After a surprisingly close election, and sweeping Congressional defeats across much of rural America, many observers are asking how the political left can pursue policies that address these profound holes in the Democratic Party’s electoral map.
In The Nation, Stacy Mitchell and Susan R. Holmberg suggest an answer: Return to the party’s New Deal roots and embrace an agenda that explicitly supports small businesses rather than large corporations.
“On September 5, 1955, the indomitable Walter Reuther, a towering figure in the labor movement and head of the Congress of Industrial Organizations (CIO), began his Labor Day message to Americans by commemorating all that unions had achieved, from higher wages to greater dignity on the job.
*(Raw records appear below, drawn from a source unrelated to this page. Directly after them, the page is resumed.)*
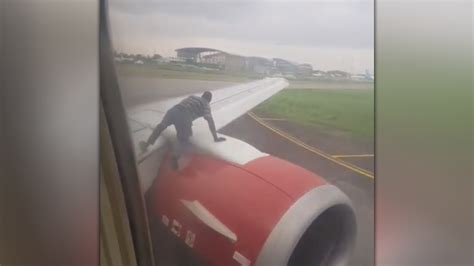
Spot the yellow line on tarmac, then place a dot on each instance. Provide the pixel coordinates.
(312, 149)
(353, 156)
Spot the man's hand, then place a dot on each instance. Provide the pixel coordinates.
(219, 139)
(143, 145)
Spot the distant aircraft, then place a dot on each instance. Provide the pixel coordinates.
(232, 204)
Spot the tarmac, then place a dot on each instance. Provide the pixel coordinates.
(345, 162)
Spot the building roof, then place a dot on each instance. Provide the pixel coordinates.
(197, 50)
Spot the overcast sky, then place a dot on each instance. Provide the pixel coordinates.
(337, 34)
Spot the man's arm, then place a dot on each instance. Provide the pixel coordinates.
(212, 128)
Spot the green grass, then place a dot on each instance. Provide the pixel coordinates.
(348, 110)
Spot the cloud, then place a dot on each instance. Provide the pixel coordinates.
(345, 25)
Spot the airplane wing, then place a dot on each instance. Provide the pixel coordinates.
(227, 105)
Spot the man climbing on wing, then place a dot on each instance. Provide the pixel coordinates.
(182, 116)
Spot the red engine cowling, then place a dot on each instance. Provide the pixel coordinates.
(266, 212)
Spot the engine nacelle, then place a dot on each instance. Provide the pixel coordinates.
(264, 212)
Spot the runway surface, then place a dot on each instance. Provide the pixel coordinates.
(358, 185)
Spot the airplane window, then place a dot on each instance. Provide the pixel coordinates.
(252, 125)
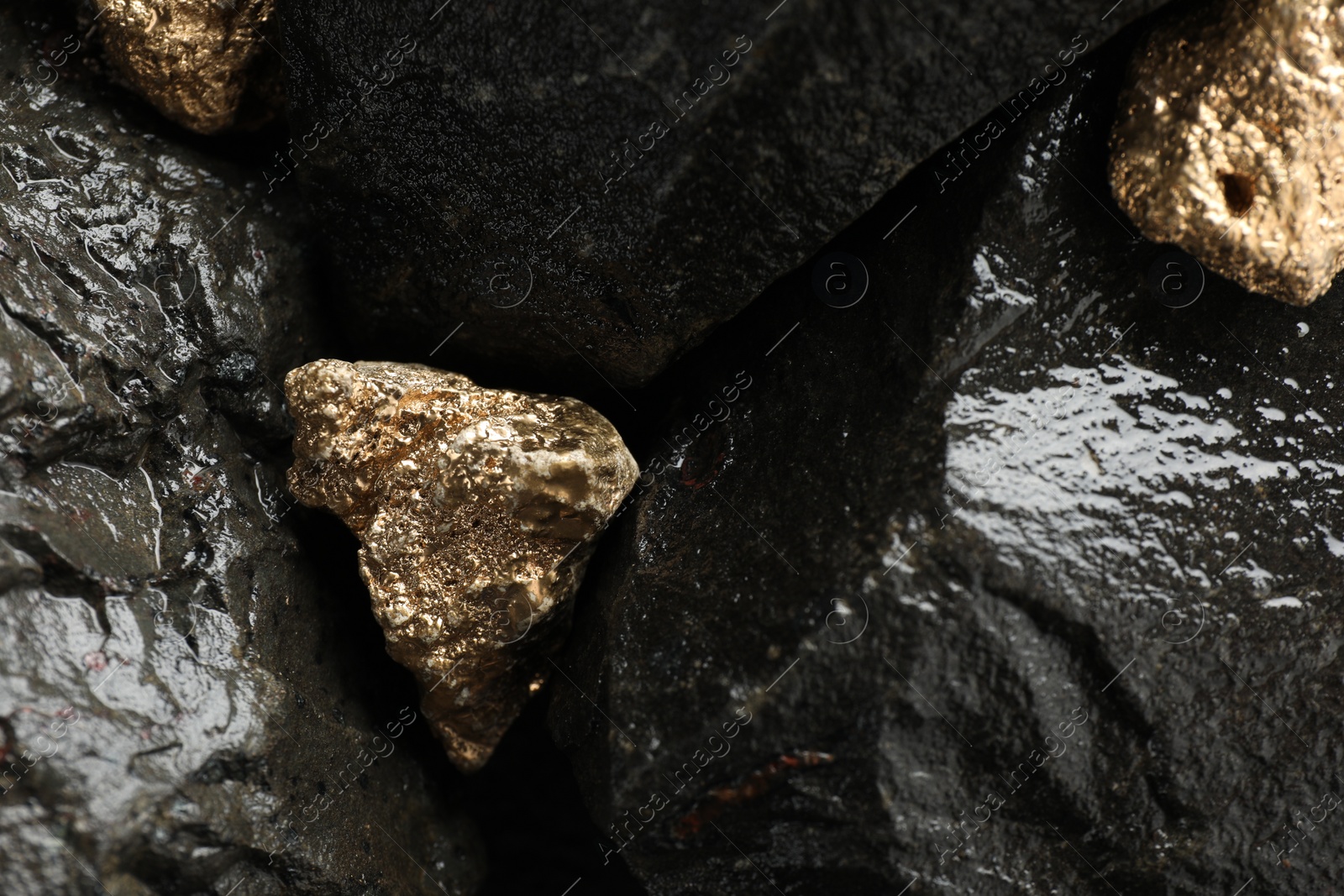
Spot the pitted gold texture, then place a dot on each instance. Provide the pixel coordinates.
(476, 511)
(195, 60)
(1230, 143)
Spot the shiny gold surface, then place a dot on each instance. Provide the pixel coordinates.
(476, 510)
(192, 58)
(1230, 143)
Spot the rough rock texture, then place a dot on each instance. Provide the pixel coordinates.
(1079, 578)
(207, 66)
(477, 512)
(463, 159)
(175, 710)
(1230, 143)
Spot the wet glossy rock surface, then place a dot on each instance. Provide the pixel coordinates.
(176, 715)
(461, 157)
(1007, 510)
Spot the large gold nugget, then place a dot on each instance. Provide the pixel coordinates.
(192, 60)
(1230, 143)
(477, 511)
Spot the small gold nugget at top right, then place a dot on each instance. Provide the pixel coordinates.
(1230, 143)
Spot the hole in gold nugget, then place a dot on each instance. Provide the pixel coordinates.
(1238, 190)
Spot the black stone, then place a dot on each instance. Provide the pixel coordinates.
(461, 157)
(178, 680)
(1005, 497)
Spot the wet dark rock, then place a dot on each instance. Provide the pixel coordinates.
(176, 700)
(461, 159)
(1007, 506)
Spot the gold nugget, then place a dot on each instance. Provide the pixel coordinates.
(197, 60)
(1230, 143)
(477, 512)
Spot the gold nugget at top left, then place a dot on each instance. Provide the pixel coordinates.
(206, 65)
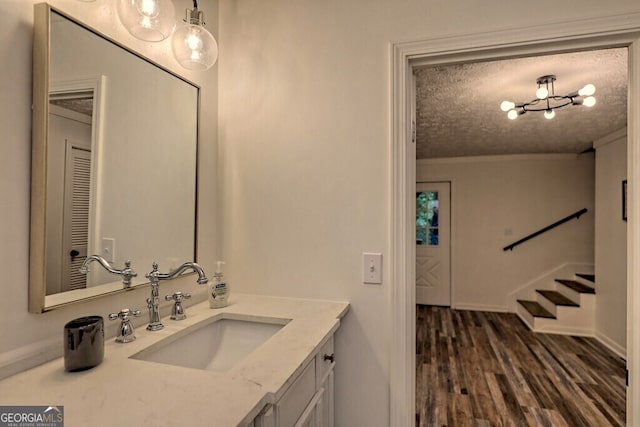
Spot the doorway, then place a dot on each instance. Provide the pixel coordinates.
(433, 243)
(590, 34)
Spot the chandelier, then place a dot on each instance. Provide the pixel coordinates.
(547, 101)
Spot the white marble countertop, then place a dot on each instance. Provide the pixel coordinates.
(124, 391)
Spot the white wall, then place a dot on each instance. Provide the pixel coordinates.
(38, 336)
(305, 151)
(498, 200)
(611, 241)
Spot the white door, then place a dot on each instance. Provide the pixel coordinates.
(76, 213)
(433, 256)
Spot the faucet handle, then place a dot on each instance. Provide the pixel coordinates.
(177, 312)
(124, 314)
(177, 296)
(125, 332)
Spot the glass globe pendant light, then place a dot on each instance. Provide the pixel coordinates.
(193, 45)
(149, 20)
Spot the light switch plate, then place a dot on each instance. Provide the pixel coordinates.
(372, 268)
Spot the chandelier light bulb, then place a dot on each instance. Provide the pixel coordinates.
(542, 93)
(507, 105)
(587, 90)
(193, 45)
(589, 101)
(149, 20)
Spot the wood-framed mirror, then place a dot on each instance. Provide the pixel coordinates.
(114, 162)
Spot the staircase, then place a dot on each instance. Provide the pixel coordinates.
(567, 309)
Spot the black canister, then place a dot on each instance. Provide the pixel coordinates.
(83, 343)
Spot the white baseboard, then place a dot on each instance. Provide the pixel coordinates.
(477, 307)
(612, 345)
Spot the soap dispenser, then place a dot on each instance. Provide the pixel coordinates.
(218, 291)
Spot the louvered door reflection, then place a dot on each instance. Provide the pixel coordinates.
(76, 215)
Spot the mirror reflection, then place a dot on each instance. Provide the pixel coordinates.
(121, 147)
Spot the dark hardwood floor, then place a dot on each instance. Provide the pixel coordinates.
(488, 369)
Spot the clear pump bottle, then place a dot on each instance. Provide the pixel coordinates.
(218, 290)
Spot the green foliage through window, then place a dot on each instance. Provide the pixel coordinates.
(427, 218)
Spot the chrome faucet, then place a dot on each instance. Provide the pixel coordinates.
(127, 272)
(155, 276)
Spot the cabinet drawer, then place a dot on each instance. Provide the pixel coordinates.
(324, 361)
(296, 399)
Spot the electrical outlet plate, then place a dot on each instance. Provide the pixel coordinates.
(108, 249)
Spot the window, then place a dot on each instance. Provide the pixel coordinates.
(427, 218)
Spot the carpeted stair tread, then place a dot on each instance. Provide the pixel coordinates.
(589, 277)
(577, 286)
(536, 309)
(557, 298)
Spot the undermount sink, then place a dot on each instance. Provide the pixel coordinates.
(216, 344)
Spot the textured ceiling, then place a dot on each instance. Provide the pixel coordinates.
(458, 106)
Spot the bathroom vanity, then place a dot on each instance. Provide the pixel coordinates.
(286, 381)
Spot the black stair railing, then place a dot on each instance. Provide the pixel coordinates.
(575, 215)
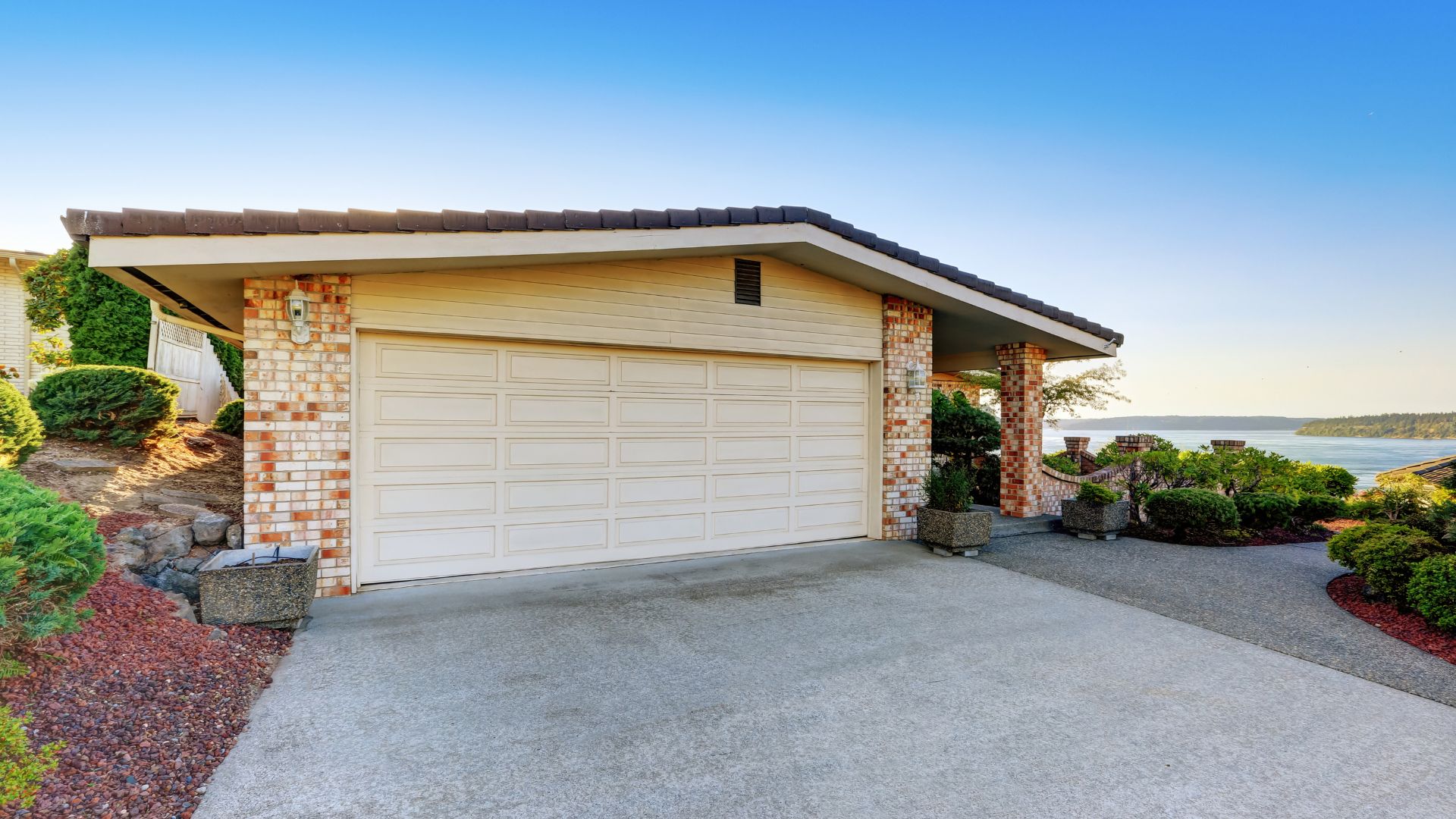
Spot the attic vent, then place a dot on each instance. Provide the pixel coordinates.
(747, 281)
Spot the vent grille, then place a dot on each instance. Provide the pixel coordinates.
(747, 281)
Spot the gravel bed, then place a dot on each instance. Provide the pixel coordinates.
(1408, 627)
(147, 704)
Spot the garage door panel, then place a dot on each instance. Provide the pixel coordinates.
(479, 457)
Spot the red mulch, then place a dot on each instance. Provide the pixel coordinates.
(1348, 592)
(146, 703)
(109, 523)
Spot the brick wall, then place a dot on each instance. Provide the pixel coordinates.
(296, 438)
(1021, 368)
(906, 414)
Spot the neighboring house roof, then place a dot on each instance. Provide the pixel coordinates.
(133, 222)
(1436, 469)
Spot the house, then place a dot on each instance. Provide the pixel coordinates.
(455, 394)
(1438, 471)
(15, 328)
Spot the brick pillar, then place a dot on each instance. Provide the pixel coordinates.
(296, 423)
(906, 447)
(1021, 366)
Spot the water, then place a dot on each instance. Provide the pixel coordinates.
(1362, 457)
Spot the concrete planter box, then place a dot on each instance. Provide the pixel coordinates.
(1094, 521)
(951, 532)
(275, 595)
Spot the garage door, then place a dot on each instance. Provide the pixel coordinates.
(491, 457)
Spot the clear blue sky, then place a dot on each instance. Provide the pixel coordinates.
(1261, 196)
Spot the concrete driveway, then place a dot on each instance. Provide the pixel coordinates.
(855, 679)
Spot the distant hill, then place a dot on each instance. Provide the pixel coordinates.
(1218, 423)
(1388, 426)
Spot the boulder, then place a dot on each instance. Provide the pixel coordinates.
(210, 528)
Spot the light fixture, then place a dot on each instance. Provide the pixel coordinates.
(915, 376)
(299, 315)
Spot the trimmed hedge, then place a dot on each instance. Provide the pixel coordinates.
(231, 419)
(1432, 591)
(124, 406)
(1266, 510)
(20, 430)
(50, 556)
(1191, 512)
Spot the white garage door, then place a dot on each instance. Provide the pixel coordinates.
(481, 457)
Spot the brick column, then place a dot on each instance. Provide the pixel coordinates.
(1021, 366)
(296, 423)
(906, 447)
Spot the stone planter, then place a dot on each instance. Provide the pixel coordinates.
(1094, 521)
(275, 595)
(954, 532)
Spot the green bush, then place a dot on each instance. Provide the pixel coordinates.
(948, 487)
(1312, 509)
(1097, 493)
(1191, 512)
(50, 556)
(1432, 591)
(20, 430)
(231, 419)
(1386, 561)
(22, 768)
(1264, 510)
(124, 406)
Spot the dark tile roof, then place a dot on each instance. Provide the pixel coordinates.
(133, 222)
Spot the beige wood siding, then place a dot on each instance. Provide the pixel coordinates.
(666, 303)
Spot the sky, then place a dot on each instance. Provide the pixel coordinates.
(1260, 196)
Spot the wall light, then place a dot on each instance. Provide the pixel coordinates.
(299, 315)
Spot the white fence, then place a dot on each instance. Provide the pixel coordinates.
(185, 356)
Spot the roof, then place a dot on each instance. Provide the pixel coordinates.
(82, 224)
(1436, 469)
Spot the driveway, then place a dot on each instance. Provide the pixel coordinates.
(855, 679)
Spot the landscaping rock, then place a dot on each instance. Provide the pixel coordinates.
(184, 509)
(210, 528)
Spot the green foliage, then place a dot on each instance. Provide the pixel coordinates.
(948, 487)
(22, 767)
(1432, 591)
(1097, 493)
(1312, 509)
(124, 406)
(1266, 510)
(20, 430)
(229, 419)
(1386, 426)
(1062, 463)
(1386, 560)
(50, 556)
(232, 360)
(1191, 512)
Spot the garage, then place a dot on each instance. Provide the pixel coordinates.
(479, 457)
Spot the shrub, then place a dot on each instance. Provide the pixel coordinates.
(1191, 512)
(1264, 510)
(231, 419)
(1432, 591)
(20, 430)
(1097, 493)
(1312, 509)
(22, 768)
(50, 556)
(126, 406)
(1386, 560)
(948, 487)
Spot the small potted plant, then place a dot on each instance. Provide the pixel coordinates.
(270, 586)
(1098, 513)
(946, 521)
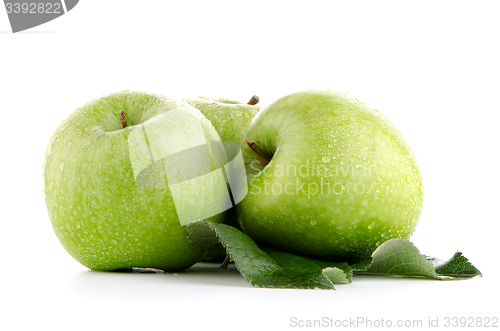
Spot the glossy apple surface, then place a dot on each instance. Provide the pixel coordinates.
(100, 212)
(230, 118)
(329, 178)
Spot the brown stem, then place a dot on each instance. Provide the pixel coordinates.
(123, 119)
(253, 101)
(226, 262)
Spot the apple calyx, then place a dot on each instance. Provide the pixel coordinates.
(263, 157)
(123, 119)
(253, 101)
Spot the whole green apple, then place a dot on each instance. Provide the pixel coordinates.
(114, 193)
(230, 118)
(329, 178)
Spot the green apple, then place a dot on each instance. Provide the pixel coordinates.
(113, 189)
(329, 178)
(230, 118)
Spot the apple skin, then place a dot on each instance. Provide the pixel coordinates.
(359, 184)
(230, 118)
(99, 214)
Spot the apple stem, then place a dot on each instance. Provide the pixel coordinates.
(225, 263)
(253, 101)
(123, 119)
(265, 157)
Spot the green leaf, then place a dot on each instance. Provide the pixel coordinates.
(399, 257)
(268, 267)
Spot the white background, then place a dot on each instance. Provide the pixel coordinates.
(431, 67)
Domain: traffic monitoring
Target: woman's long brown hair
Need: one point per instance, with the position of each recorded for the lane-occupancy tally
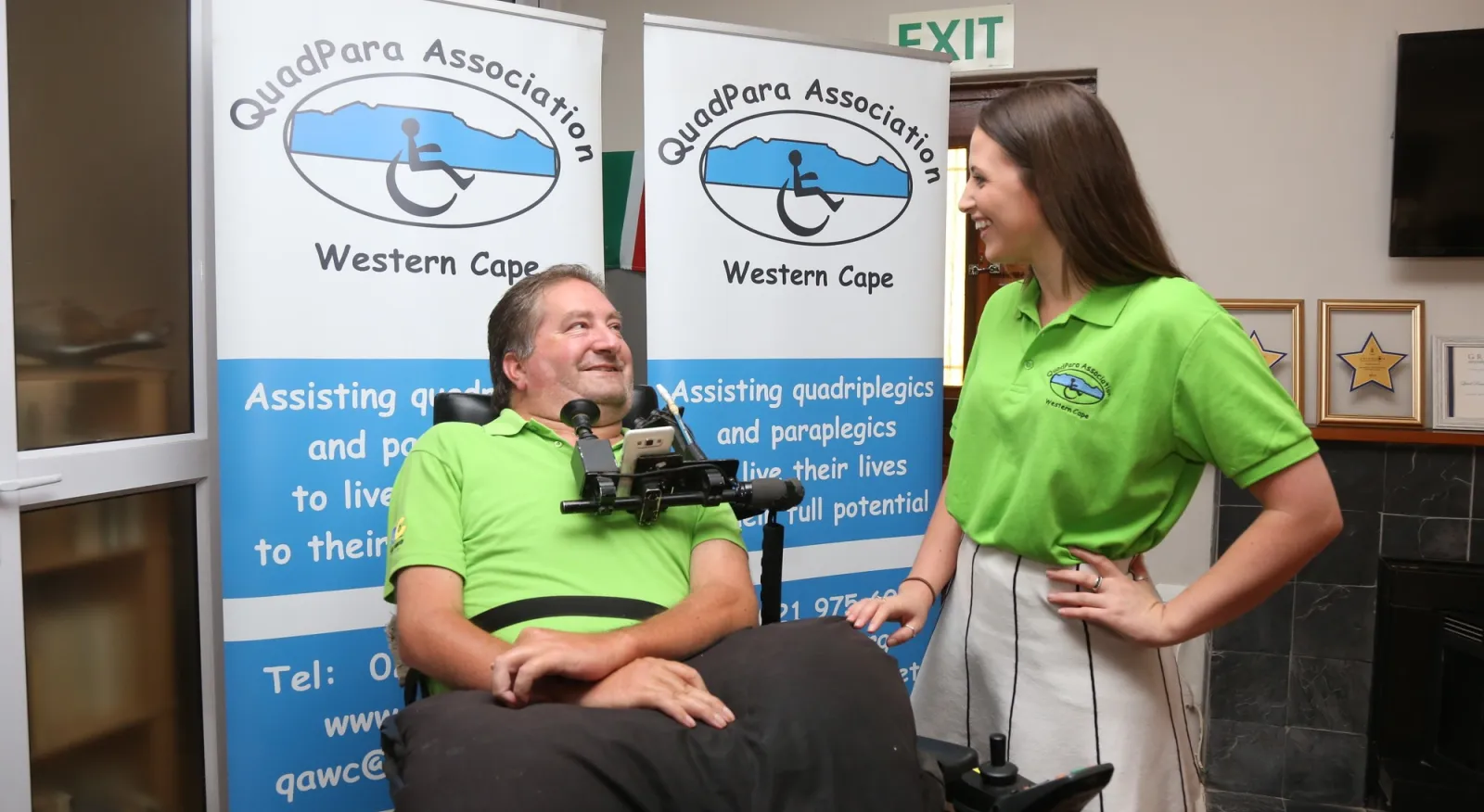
(1073, 159)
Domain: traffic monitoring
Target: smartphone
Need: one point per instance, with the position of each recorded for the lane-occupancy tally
(640, 443)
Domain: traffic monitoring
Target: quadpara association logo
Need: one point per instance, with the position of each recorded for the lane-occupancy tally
(420, 148)
(803, 175)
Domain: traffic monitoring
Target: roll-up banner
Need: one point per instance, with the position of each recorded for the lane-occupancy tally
(383, 172)
(796, 233)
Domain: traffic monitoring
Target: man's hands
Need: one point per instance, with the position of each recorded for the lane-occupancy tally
(600, 671)
(542, 653)
(672, 688)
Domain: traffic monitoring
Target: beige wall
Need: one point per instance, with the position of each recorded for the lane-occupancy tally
(1261, 133)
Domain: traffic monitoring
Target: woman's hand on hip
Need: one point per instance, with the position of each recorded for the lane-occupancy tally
(1127, 603)
(909, 606)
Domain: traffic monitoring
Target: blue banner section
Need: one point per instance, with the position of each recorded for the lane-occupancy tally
(309, 452)
(820, 598)
(864, 436)
(303, 719)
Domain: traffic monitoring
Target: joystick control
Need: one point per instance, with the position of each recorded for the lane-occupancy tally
(999, 771)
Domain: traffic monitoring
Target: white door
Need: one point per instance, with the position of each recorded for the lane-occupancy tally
(109, 611)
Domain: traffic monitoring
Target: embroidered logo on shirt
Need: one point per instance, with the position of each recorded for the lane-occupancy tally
(1078, 384)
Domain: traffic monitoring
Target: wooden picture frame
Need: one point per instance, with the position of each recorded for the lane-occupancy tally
(1278, 331)
(1372, 362)
(1447, 411)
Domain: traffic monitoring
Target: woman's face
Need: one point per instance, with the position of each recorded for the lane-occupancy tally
(1004, 210)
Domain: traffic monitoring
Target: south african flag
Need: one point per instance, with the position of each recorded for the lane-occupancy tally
(623, 210)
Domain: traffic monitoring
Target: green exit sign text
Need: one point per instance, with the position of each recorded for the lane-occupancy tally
(976, 39)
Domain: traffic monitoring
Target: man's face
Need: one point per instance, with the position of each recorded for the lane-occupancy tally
(579, 351)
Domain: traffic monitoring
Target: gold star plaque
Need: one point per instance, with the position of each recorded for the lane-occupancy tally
(1271, 356)
(1372, 365)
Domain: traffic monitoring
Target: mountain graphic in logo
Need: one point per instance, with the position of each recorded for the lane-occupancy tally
(363, 133)
(806, 178)
(422, 150)
(768, 165)
(1075, 390)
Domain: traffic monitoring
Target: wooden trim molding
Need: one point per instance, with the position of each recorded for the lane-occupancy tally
(1399, 436)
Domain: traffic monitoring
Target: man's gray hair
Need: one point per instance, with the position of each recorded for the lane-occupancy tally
(514, 321)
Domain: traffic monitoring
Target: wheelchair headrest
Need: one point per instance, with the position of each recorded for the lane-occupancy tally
(459, 406)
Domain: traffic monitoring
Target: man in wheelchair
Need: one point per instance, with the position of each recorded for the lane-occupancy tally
(579, 661)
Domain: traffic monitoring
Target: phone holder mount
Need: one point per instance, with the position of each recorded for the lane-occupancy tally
(683, 477)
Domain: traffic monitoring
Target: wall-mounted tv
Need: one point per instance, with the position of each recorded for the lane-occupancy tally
(1439, 146)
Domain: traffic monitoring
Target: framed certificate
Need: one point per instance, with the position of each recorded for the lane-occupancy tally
(1372, 362)
(1275, 328)
(1458, 383)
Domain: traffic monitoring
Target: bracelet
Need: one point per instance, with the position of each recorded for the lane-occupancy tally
(925, 584)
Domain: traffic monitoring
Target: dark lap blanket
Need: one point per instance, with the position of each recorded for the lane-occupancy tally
(823, 723)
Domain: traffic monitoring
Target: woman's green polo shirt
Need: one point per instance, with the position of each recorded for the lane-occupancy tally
(1094, 431)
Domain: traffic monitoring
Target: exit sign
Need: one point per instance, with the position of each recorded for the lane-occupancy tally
(976, 39)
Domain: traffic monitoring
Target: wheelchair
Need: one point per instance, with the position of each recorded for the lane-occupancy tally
(969, 784)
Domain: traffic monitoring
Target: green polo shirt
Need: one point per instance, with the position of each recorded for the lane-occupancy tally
(1094, 431)
(484, 501)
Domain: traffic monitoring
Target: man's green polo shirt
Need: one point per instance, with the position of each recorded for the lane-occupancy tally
(1094, 431)
(484, 501)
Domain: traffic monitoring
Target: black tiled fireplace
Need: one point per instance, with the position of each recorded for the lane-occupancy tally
(1308, 693)
(1426, 742)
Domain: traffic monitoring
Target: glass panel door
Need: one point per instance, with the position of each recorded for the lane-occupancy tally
(108, 571)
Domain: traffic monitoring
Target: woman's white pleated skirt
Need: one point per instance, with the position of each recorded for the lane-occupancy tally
(1066, 693)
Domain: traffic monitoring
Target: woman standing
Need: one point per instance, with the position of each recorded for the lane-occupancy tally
(1097, 391)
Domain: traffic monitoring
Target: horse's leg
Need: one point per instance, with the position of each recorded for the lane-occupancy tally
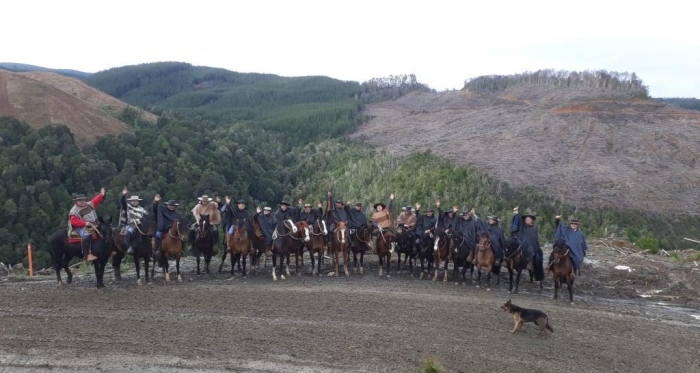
(137, 266)
(223, 260)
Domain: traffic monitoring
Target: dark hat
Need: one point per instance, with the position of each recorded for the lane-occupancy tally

Reuther, who’d been an architect of the sit-down strikes that unionized the auto industry and who became an important ally of Martin Luther King Jr., then turned to another subject: the conditions facing the nation’s small-business owners. “Big corporations are getting more and more of the market,” he lamented.
The CIO intended to fix this problem. Its legislative platform during these years called for easing the tax burden on small businesses, extending them more credit, and stepping up antitrust enforcement. In 1957 the labor federation, which by then had become the AFL-CIO, cheered a Supreme Court antitrust ruling that went against General Motors and DuPont. The decision, the federation reported, set a legal precedent that would help prevent small businesses from being “unmercifully squeezed.” That year, the AFL-CIO demanded a “thorough-going investigation into monopoly, and legislation to protect the legitimate interests of small business.”
Reuther’s support for small business was not some strange anomaly in left-wing politics. For much of the 20th century, labor was allied with small business in the fight for a fair economy. For decades starting in the 1930s, the Democratic Party counted small businesses as a core constituency, alongside organized workers, and made their welfare a central concern of its policy agenda. This fact surprises many today because it’s a history long ago abandoned. The shift came in the 1970s, when Democrats embraced the ascendancy of big corporations, reasoning that these large entities were more easily unionized and could deliver more for consumers. In turn, liberals began to see small businesses as not worth fighting for. They were, at best, irrelevant to the left’s vision and, at worst, an obstacle to it.